The Social Smolnet
27 points by dzwdz
27 points by dzwdz
OK this is great. I've been circling around wanting to try off punk for some time; maybe this is the push I need to actually try it for real
It might have been an email thread. Or a lobste.rs comment. It was a discussion about yet another attempt at a new decentralized social protocol.
I suppose you are talking about this (edit: ~ploum clarifies this was not the one being talked about in his post, my bad for the assumption and taking up space here). The discussion began with ~susam developing a tool inspired by Kagi Small Web. When the discussion came to the point of developing a browser extension and how it might work while retaining its decentralized nature, I thought it was good time to “standardize” the recommendation lists as used in wander (for now, let's call this wrls). The difference from ordinary recommendation lists (like blogrolls) is allowing recursive references to other wrls like it, each of which then can also reference other such wrls and so on. So a(n external (due to CORS etc.)) tool like wander can be used to traverse this graph of wrls, to discover new websites, maybe even take advantage of network effect that this might entail.

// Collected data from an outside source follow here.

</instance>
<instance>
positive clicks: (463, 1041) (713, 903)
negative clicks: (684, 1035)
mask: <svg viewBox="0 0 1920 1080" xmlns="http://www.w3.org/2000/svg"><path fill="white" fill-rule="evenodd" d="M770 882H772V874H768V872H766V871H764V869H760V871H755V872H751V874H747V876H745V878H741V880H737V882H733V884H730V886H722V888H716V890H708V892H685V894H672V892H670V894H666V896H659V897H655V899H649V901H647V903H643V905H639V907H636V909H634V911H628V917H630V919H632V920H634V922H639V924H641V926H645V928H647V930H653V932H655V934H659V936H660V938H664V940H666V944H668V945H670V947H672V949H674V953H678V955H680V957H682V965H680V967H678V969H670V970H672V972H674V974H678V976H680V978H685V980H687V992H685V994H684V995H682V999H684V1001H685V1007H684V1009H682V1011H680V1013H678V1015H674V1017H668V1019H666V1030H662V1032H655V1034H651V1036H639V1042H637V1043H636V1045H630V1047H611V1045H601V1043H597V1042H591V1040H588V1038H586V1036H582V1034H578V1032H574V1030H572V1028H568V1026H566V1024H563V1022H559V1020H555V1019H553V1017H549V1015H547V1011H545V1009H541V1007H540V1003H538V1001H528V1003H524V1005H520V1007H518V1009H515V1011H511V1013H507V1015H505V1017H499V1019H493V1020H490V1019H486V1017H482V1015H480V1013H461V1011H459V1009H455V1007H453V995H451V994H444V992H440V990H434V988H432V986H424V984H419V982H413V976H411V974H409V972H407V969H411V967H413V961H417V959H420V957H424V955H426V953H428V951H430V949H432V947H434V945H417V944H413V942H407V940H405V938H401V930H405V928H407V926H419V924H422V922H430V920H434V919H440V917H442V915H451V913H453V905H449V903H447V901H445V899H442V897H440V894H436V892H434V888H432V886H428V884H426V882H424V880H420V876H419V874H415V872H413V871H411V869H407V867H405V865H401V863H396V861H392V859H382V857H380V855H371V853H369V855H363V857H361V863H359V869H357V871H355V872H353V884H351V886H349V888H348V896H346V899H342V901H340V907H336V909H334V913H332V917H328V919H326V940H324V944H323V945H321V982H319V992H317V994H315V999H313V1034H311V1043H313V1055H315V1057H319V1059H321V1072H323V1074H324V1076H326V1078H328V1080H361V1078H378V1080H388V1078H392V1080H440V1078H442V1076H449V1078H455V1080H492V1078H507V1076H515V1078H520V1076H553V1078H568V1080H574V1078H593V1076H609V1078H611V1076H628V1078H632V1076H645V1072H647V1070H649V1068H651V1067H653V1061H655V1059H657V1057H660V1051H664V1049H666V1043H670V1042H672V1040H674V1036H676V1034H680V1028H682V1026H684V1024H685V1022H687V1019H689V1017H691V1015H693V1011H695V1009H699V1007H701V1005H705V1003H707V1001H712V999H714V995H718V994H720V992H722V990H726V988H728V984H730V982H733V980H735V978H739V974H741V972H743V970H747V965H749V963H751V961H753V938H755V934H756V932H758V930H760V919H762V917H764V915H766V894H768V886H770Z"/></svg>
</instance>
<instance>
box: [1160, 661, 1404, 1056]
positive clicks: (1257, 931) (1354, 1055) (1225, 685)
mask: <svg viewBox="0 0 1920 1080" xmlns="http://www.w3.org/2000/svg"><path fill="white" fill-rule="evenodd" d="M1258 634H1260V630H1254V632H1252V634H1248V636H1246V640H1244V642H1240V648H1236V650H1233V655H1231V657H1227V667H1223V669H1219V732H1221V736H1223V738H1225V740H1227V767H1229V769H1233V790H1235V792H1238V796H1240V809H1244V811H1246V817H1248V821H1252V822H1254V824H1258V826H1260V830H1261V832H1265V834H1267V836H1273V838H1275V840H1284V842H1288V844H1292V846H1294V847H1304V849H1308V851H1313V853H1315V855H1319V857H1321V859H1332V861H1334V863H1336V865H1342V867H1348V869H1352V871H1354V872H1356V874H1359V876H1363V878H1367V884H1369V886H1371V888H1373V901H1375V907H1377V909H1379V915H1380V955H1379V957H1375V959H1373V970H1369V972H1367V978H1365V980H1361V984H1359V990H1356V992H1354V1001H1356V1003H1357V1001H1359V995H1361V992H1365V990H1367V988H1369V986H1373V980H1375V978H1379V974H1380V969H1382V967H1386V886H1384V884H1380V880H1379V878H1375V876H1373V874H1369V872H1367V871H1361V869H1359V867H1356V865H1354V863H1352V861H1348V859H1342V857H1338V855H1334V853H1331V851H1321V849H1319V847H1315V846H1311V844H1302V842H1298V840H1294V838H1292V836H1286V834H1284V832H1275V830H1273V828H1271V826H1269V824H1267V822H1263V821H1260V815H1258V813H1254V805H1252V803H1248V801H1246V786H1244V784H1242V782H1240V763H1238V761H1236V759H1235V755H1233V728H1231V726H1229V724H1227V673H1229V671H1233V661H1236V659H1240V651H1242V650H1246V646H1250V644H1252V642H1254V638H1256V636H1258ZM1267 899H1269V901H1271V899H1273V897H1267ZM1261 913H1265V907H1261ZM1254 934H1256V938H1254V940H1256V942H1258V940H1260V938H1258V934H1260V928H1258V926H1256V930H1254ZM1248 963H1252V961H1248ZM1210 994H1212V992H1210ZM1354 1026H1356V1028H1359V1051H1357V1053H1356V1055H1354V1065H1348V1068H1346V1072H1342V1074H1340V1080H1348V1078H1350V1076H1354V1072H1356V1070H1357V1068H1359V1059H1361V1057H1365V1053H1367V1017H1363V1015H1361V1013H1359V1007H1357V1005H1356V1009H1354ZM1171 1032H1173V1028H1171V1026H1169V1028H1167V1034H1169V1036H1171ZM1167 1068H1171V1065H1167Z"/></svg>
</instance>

With a schema of wrls in place (which I initially imagined to be something like struct wrl { recommendations: list<link_to<webpage>>, self: link_to<wrl>, wrl_recommendations: list<link_to<wrl>> };), it could be put in XML or JSON and linked from a webpage with some markup that can be detected by tools and extensions supporting wrls, like feed readers detect feeds. Then ~robalex pointed out how people already use OPML for blogrolls, which means to be compatible with them, wrls have to support hierarchical lists. Then I thought that it should also support tags-based classification. Others might find something else to add in this and so on.
While learning about IndieWeb, I learnt about microformats, which I thought might be good enough for our purposes. The wrls can just be stored in plain HTML with a little bit of markup, which the tools can parse to find out the recommendations. Ordinary visitors can also follow the links manually, without installing a tool, and it'd work without JS as well! My comment in that thread contains an example of what it might look like.
Sure, we can do without this, as we've been doing, quite well in fact, with existing protocols and standards. The point I suppose is to make it easier for those who want it this way.
close enough but this is not the discussion I’m refering too as I was not active in the one you pointed.
But, yes, this is a popular subject here!